Lighting Control
What Is Lighting Control?
Lighting control is the set of hardware and software techniques used to regulate the output, timing, and distribution of artificial lighting in buildings, infrastructure, and outdoor environments. A lighting control system adjusts lumen output, switches fixtures on and off, and coordinates multiple luminaires in response to occupancy, ambient daylight, time schedules, or manual commands. Its primary functions are energy conservation, occupant comfort, and compliance with building energy codes that mandate minimum control capabilities for new construction and major renovations. The field draws on electrical engineering, sensor technology, and building automation, with standards maintained by the IEEE, the Illuminating Engineering Society (IES), and ASHRAE.
High-intensity discharge (HID) lamps, including metal halide and high-pressure sodium types, present particular control challenges because they require extended warm-up periods of several minutes after ignition and cannot be re-struck immediately after extinguishing. Modern LED-based systems eliminate these constraints, accepting continuous and rapid dimming from full output to near-zero without delay or lamp degradation.
Dimming and Lamp Drivers
Dimming is the most fundamental lighting control function and is implemented differently depending on the lamp technology. For LEDs, electronic drivers modulate either the drive current (analog dimming) or the duty cycle of a fixed-frequency switching waveform (pulse-width modulation, or PWM).
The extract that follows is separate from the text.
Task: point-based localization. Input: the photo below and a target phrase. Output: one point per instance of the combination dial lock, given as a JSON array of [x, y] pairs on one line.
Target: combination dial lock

Current reduction lowers output proportionally without introducing flicker, while PWM can cause perceptible flicker at low duty cycles if the frequency is below approximately 1000 Hz. IEEE Std 1789, covering recommended practices for modulating current in high-brightness LEDs, defines acceptable flicker levels and modulation frequencies to protect occupant health. Fluorescent ballasts historically used 0–10 V analog signals as the dimming interface, a convention that LED drivers have largely inherited and that remains common in commercial installations.
Occupancy and Daylight Sensing
Occupancy sensors detect the presence or absence of people in a space and switch or dim lighting accordingly. Passive infrared (PIR) sensors detect heat signatures from moving persons, while ultrasonic sensors emit high-frequency sound and measure returns from moving objects. Dual-technology sensors combine both methods to reduce false activations. Daylight harvesting pairs photosensors with dimmable drivers to reduce artificial light output when adequate natural light is present, maintaining a target illuminance setpoint. The Department of Energy's guide to lighting controls describes occupancy sensors as among the most cost-effective retrofits available for offices and corridors where spaces are intermittently occupied. Research published in Scientific Reports on luminaire-based sensor approaches demonstrates that integrating sensors within individual fixtures can improve granularity and reduce wiring complexity compared to wall-mounted alternatives.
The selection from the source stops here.